扉を開ければ、ゆうきがつまらなそうな顔で雑誌に目を向けていた。

「遅えよ。どこ行ってたんだ?」

「えっと…。梶本先輩のとこ…」

「…そうか」

意外にもゆうきは怒らない。不貞腐れてはいるけれど。

「あっ、先輩からも伝言頼まれたんだ。ゆうきのお願いは聞いてあげられなかったって。ゆうき、先輩にどんなお願いしたの?」

極力明るく言ったつもりだが、無表情のゆうきが目を丸くして、言葉を失ったようだった。
こんな顔は珍しい。呑気に考えた。

「お前…。梶本となんかあったな?」

突然の問いかけに心臓が一度大きく鳴った。
何故わかる。身形は確認したし、途中でトイレに寄って鏡も見た。
それとも自分が幸福オーラを出しているのだろうか。

「え…。いや、まあ…」

ゆうきは持っていた雑誌をきつく握りしめ、ページがぐちゃぐちゃになった。

「…自分のことばかりでお前まで気がまわらなかった…。くそ…」

「いや、別に大したことはないよ」

何かあったとは言われたが、セックスしたなと聞かれたわけでないので、のらりくらりとはぐらかす。

「…景吾」

ゆうきはそれ以上言葉を発しなかった。
表情が変わらずとも、纏う雰囲気で微妙な変化がわかる。
どんどん不機嫌になっている。とりあえずこれ以上この話題は避けよう。

「とりあえず、早く学食行こう!俺腹減ったし」

「…そう、だな…」

急いで学食へ向かい残ってるメニューを頼み、腹を満たして部屋へ戻った。
明日も学校だ。
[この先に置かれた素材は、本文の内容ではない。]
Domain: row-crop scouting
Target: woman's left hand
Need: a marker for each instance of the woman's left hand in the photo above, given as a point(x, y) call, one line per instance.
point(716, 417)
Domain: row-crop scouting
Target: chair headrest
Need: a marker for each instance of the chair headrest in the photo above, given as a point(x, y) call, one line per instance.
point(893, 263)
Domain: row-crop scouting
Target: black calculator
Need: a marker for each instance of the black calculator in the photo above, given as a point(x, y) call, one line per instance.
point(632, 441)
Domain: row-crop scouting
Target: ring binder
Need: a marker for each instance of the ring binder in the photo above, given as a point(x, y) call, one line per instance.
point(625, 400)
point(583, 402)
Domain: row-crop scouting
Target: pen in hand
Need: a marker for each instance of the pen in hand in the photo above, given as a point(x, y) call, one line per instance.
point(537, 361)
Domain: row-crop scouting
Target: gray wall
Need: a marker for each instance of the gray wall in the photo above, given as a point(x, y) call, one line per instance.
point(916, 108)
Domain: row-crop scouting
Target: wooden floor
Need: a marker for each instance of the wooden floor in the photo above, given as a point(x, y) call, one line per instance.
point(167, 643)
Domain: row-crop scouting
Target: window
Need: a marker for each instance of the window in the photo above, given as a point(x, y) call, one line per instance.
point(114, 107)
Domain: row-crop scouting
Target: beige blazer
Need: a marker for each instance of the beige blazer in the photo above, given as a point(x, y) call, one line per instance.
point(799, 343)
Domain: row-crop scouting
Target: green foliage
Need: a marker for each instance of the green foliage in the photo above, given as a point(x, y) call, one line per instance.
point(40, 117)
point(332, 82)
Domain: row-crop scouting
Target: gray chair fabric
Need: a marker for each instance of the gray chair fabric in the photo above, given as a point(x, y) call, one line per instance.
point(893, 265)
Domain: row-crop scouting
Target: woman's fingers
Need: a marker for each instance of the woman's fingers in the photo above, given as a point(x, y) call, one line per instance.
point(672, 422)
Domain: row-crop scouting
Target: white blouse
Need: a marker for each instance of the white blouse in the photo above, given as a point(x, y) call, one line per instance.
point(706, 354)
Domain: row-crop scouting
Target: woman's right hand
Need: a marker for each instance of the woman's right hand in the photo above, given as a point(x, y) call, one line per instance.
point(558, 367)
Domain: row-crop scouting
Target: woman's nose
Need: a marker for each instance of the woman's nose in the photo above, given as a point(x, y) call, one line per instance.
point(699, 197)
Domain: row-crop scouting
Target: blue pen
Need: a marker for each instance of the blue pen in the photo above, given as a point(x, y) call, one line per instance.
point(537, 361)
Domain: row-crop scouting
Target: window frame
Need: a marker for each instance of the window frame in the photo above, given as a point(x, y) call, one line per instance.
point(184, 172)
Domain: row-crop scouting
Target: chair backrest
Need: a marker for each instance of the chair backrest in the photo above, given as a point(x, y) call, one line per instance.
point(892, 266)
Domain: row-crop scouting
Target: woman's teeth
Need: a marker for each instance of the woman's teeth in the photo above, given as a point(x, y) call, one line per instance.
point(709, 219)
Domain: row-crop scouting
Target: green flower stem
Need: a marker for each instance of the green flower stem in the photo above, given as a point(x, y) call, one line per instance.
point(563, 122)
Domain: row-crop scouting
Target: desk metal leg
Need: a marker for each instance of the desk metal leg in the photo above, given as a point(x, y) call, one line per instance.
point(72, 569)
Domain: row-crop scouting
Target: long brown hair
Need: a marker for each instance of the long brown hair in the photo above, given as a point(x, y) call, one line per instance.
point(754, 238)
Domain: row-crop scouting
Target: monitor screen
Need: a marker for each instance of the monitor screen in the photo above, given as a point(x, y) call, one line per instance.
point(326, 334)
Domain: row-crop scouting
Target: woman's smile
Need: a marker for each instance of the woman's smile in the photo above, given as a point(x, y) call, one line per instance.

だらだらとしていられない。
学園祭も近いからなんだかんだと忙しい。
朝早く起きて、放課後残って…。
先輩と会える時間が削られるのは残念だが、イベントも大好きだ。
けれど、彼に呼ばれれば、誰よりも早く先輩の元へ行く。そう約束した。
彼は時々寂しそうな、辛そうな顔をする。
自分では気付いていないのだろうが。
それを慰めてあげられるのが自分ならいいし、俺の他は求めて欲しくない。
辛いときはずっと一緒にいて、ずっと笑顔でいてあげる。
きっと彼が自分を望むのは、底抜けな明るさを必要としているからだ。